Tag 5: So sitze ich dann alleine in der Küche und stochere auf zwei traurigen Scheiben Toastbrot herum

Vor mir liegt ein Haufen an Fragen. Das erinnert mich an meine Kindheit. Samstags habe ich es gehasst, aufzustehen, weil ich wusste, ich müsste den Hof fegen, das Laub oder einfach den Staub von einer ganzen Woche zusammenfegen.

„Damit die Leute nicht gucken“, hat meine Mutter dann gesagt. „Und wenn sie gucken, was dann?“, habe ich geantwortet, worauf sie mir schnippig mit „Werd’ mal nicht frech“ über den Mund fuhr, ich aber erst recht frech wurde.

Ich malte ihr aus, wie schön es doch wäre, wenn ich all das Laub eben nicht wegfegen würde und es sich mit dem Staub vermischte und dann der Wind käme und es vor die Häuser der ach so feinen Nachbarn wehte. „Die müssten dann alle vor ihrer eigenen Tür kehren“, sagte ich dann zu ihr „jetzt weißt du auch, woher der Ausdruck kommt.“

Meine Mutter führt ein spießiges Leben, weil sie es hasst, wenn die Leute etwas denken könnten. Dabei denkt sie selbst am meisten nach. Das wiederum habe ich von ihr geerbt.
Aber bin ich spießig?

Es ist jedenfalls nicht Samstag, ich bin auch kein Kind mehr, mein Elternhaus ist in weiter Ferne und anstelle von Staub und Laub liegen vor meiner Haustür nur Fragen. Vielleicht sollte ich sie zu Anja rüber fegen, damit sie mir damit helfen kann.

Ich fasse an meinen Kopf. Kein Kater. Komisch. Ich schlief nicht wie ein Stein, ich schlief nicht mal wie ein Wattebausch, das davon träumt, mit einem Stein auszugehen. Ich habe einfach ganz normal geschlafen. Das bereitet mir Sorgen, nicht gesundheitlich, eher emotional. Fang ich jetzt schon damit an, dass mir Dinge egal werden? Dann würde ich ja jetzt nicht darüber nachdenken. Bevor in meinem Kopf wieder eine Gilmore Girls Folge beginnt entschließe ich mich für das Richtige: Frühstück.
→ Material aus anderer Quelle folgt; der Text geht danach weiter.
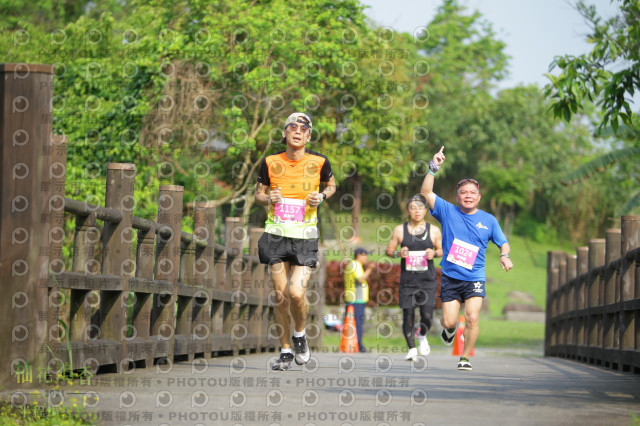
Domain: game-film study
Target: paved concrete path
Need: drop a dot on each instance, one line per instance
(366, 389)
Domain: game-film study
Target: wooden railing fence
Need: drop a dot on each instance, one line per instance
(138, 291)
(593, 300)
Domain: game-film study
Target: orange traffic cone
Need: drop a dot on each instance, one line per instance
(349, 339)
(458, 344)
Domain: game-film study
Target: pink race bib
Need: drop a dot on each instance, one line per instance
(463, 254)
(416, 261)
(289, 210)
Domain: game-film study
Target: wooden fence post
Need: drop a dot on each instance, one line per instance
(26, 92)
(55, 173)
(116, 255)
(167, 268)
(204, 225)
(550, 330)
(628, 287)
(235, 236)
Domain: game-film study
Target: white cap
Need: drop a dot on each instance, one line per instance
(298, 117)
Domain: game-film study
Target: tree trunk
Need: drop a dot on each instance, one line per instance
(357, 206)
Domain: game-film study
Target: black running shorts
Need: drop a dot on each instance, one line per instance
(297, 251)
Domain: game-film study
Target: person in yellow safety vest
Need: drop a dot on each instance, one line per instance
(356, 289)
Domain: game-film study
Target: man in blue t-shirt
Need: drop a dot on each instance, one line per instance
(466, 232)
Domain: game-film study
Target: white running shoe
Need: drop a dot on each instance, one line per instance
(423, 346)
(412, 355)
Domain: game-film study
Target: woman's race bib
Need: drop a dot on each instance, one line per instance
(416, 261)
(289, 210)
(462, 254)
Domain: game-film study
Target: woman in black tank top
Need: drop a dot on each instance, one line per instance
(419, 244)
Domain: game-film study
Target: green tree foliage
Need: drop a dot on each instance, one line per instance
(609, 77)
(195, 92)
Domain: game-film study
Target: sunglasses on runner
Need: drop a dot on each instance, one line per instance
(468, 180)
(303, 127)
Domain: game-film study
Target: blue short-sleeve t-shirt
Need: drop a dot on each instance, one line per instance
(465, 238)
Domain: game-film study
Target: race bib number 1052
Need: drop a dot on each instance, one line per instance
(463, 254)
(289, 210)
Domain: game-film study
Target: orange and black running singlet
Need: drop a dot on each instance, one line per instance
(293, 217)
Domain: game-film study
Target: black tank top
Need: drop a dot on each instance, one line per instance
(415, 243)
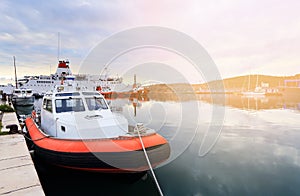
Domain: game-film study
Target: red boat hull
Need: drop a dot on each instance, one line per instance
(117, 155)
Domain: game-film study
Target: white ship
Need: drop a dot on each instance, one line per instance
(41, 84)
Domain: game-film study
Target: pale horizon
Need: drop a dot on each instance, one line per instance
(257, 37)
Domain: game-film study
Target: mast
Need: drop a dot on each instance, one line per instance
(58, 45)
(16, 81)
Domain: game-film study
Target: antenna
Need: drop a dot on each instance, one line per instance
(58, 45)
(15, 71)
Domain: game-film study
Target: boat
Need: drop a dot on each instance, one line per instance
(105, 91)
(22, 97)
(257, 92)
(6, 89)
(43, 83)
(77, 130)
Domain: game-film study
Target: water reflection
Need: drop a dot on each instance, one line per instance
(258, 152)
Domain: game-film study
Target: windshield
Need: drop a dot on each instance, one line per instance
(96, 103)
(69, 105)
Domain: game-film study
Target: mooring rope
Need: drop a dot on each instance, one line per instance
(150, 166)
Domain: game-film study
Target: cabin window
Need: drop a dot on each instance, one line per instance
(47, 105)
(69, 105)
(96, 103)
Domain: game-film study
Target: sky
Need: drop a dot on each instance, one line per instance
(242, 37)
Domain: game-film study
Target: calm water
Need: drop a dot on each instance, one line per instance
(257, 151)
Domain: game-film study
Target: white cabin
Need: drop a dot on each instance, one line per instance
(70, 113)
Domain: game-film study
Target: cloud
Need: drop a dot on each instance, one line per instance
(238, 35)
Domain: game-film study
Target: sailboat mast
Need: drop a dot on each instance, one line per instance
(16, 81)
(58, 45)
(249, 82)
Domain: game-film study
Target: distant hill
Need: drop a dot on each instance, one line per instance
(241, 82)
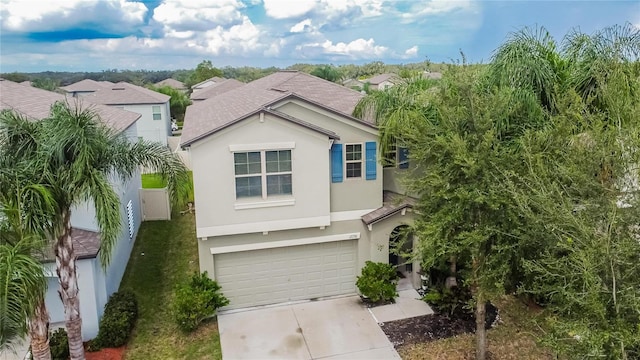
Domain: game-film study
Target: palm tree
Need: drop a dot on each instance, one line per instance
(22, 279)
(532, 59)
(78, 156)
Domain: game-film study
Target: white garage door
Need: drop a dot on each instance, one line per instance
(271, 276)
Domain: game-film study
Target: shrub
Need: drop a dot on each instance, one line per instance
(59, 345)
(197, 300)
(378, 282)
(453, 301)
(120, 315)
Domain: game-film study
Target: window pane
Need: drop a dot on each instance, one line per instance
(278, 161)
(354, 170)
(248, 186)
(353, 152)
(279, 184)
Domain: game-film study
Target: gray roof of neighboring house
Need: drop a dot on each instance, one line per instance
(216, 89)
(85, 243)
(206, 117)
(124, 93)
(171, 83)
(36, 103)
(378, 79)
(392, 203)
(214, 79)
(85, 85)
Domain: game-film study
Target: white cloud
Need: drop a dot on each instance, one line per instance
(411, 52)
(184, 15)
(356, 49)
(424, 9)
(302, 26)
(285, 9)
(49, 16)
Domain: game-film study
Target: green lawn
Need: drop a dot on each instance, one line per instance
(170, 256)
(152, 181)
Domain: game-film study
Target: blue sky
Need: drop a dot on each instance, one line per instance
(94, 35)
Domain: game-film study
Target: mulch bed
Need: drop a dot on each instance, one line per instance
(428, 328)
(106, 354)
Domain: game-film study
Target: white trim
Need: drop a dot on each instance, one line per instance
(258, 227)
(349, 215)
(263, 204)
(284, 243)
(264, 146)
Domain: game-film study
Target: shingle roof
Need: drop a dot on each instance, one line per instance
(124, 93)
(35, 103)
(85, 243)
(391, 204)
(172, 83)
(84, 86)
(216, 89)
(208, 116)
(381, 78)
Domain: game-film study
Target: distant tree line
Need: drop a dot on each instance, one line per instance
(51, 80)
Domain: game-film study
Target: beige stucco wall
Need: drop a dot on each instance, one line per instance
(350, 194)
(214, 180)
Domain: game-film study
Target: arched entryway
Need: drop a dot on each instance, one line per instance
(401, 255)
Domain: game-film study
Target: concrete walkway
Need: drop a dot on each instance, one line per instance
(335, 329)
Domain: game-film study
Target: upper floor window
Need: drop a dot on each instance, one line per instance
(157, 114)
(263, 173)
(353, 160)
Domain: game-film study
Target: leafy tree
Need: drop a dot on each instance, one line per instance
(77, 155)
(46, 84)
(22, 307)
(203, 71)
(327, 72)
(178, 102)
So sitze ich dann alleine in der Küche und stochere auf zwei traurigen Scheiben Toastbrot herum, während das Frühstücksfernsehen mir attraktive und gewagte Dekotips für den nahenden Spätsommer näherbringen möchte. Gewagte Dekotips. Was an bunten Kürbissen gewagt ist, frage ich mich glaube ich zurecht. Ich weiß garnicht, wieso wir Deutschen Kürbisse zum dekorieren benutzen, aber man nirgends Kürbisse zum Essen sieht, mit Ausnahme der Tütenkürbissuppe von Maggi und manchen Folgen vom perfekten Dinner. Ob die Tütensuppe allerdings wirklich nach Kürbis schmeckt, davon habe ich keine Ahnung, Vermutlich nicht. Und gewagt ist es wahrscheinlich, weil wir Lebensmittel zum dekorieren benutzen, die in anderen Ländern Kinder vor dem Hungertot bewahren könnten. Nächstes Jahr an Oster dann gewagte Dekotips mit Aidsmedikamenten und Trinkwasser.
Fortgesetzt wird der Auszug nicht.